We begin with an easy, one-question pop quiz:
Q: At the end of the 20th-century's Cold War, the three nations with the largest nuclear arsenals were: the United States, Russia and ...
(A) Britain, (B) France, (C) China, (D) none of the above?
And the correct answer, as you probably know, is: (D).
When the Soviet Union collapsed, about one-third of the former USSR's nuclear weapons were still in Ukraine, the suddenly untethered Soviet republic just southwest of the Russian heartland. Ukraine had far more nukes than Britain, France or China. Well before the historic election in which more than 90% of Ukrainians voted to become an independent nation, Ukraine had instantly become the world's third-ranked nuclear power.

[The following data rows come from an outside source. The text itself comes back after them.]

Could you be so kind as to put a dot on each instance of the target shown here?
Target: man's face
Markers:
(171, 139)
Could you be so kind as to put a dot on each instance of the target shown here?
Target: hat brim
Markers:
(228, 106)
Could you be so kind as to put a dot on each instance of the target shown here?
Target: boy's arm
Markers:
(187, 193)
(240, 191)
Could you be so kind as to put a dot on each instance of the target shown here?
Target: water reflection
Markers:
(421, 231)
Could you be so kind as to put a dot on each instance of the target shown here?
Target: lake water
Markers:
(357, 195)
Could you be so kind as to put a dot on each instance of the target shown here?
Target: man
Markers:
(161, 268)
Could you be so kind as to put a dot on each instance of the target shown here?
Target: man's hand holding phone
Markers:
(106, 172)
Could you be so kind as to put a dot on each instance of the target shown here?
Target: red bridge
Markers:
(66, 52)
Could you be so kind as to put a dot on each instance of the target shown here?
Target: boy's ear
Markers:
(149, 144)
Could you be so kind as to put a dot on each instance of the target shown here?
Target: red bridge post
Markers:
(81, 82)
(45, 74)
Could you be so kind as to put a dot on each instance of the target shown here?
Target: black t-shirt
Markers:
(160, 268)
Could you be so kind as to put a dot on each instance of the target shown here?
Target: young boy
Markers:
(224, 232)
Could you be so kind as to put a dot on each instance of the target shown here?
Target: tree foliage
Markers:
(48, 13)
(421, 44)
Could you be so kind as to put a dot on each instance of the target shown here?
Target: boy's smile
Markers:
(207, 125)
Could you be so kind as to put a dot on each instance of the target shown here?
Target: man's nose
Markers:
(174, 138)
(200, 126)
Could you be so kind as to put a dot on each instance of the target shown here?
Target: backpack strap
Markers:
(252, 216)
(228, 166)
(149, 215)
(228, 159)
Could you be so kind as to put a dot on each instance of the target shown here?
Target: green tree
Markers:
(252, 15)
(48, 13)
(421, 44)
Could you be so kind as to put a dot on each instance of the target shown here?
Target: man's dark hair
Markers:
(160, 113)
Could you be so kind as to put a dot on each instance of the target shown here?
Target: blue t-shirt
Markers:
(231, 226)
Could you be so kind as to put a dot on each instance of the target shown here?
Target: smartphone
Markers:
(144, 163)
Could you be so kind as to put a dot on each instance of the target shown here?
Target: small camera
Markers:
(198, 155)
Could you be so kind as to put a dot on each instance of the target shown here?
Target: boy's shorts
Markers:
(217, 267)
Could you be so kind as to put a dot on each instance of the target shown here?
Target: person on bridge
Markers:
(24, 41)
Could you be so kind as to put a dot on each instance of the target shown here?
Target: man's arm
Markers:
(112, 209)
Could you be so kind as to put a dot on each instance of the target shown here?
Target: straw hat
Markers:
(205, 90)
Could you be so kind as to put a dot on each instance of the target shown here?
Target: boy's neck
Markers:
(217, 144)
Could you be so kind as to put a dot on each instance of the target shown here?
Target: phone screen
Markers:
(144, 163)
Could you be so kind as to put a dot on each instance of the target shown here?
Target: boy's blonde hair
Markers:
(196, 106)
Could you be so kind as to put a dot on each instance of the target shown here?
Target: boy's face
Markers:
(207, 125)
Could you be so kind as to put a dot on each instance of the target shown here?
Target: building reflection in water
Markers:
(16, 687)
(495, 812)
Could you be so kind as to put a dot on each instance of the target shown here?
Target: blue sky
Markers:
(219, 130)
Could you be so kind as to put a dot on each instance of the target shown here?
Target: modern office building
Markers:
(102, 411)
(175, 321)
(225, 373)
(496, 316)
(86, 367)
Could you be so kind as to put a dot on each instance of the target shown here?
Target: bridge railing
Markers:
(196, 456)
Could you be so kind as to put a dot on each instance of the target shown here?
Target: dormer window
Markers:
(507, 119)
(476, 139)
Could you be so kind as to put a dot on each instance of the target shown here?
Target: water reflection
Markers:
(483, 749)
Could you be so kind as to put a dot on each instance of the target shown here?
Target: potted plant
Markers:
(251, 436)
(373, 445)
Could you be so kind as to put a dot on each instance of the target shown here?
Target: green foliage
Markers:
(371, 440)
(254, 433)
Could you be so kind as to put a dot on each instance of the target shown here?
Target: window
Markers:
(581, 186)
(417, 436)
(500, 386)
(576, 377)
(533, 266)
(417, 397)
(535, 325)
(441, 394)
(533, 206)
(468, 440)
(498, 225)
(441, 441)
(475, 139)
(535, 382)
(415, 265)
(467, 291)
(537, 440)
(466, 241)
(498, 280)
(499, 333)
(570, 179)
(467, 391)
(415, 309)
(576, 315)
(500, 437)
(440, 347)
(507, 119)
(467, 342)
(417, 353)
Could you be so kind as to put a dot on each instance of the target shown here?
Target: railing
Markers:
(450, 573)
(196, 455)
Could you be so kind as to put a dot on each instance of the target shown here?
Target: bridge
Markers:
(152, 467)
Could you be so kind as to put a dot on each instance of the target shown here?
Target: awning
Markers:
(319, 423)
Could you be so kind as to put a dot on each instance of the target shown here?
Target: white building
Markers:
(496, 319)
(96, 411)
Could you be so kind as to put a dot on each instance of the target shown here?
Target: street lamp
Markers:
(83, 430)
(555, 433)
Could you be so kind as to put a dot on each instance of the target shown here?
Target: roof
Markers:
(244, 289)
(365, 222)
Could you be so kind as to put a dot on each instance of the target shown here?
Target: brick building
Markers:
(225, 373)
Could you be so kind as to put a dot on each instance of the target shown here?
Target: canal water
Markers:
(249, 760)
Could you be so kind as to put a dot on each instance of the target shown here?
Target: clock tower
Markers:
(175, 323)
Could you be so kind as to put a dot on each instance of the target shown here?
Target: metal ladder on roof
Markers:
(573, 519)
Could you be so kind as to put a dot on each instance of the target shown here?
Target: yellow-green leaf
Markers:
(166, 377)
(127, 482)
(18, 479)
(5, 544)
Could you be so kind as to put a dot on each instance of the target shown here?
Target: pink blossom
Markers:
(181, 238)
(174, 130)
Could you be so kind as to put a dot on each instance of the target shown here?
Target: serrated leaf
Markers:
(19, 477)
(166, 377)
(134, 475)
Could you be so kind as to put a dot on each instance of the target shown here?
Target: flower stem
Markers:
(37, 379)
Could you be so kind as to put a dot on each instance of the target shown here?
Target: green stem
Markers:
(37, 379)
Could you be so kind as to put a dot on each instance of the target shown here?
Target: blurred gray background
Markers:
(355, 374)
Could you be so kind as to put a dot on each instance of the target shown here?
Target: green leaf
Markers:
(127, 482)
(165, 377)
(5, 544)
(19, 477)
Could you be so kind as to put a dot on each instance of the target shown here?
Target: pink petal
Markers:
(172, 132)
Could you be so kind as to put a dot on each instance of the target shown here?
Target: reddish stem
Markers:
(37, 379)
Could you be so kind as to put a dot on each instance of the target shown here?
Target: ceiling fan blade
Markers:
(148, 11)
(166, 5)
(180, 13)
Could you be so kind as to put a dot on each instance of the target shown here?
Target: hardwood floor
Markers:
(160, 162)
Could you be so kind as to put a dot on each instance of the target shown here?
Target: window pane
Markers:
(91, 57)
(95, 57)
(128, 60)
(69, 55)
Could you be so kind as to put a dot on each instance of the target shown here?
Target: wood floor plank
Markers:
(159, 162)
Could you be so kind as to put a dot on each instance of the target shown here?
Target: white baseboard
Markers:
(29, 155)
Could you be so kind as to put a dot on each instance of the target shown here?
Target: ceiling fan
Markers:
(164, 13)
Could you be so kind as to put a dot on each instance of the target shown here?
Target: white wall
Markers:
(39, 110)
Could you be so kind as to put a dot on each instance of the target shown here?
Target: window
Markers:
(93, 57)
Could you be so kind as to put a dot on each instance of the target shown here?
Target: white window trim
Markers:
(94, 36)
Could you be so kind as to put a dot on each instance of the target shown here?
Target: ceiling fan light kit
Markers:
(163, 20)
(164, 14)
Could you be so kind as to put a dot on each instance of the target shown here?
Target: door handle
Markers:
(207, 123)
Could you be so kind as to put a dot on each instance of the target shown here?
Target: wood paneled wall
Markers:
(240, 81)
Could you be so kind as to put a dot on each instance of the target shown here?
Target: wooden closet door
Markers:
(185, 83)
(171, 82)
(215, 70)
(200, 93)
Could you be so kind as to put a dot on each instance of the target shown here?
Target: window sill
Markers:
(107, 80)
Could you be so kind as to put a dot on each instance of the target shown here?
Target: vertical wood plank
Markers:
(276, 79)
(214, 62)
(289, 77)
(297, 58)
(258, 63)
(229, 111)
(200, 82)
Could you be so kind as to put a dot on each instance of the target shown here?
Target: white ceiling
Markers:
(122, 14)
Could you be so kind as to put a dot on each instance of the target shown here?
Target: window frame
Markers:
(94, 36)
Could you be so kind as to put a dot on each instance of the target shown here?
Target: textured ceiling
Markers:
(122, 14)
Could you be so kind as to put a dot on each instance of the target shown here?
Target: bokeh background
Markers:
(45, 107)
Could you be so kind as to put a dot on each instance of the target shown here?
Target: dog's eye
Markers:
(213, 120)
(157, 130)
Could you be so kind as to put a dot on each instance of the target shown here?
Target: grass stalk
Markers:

Ukraine possessed 1,900 strategic nuclear warheads (but lacked operational control of them), according to the Washington-based Nuclear Threat Initiative's historic analysis, and between 2,650 and 4,200 tactical nuclear weapons. Two other "republics" outside Russia — Belarus and Kazakhstan — possessed smaller numbers of Soviet nuclear weapons.
In a farsighted move, U.S. Sens. Sam Nunn, D-Ga., and Richard Lugar, R-Ind., drafted the historic Cooperative Threat Reduction Act, which financed programs to secure arsenals of weapons of mass destruction that were vulnerable to being obtained by terrorists around the world. The U.S. financed the program, enabling the flat-broke, newly noncommunist Russia to bring those vulnerable nuclear weapons back to Russia, where they could be secured and safely destroyed.
It remains the world's noblest program never to win a Nobel Prize.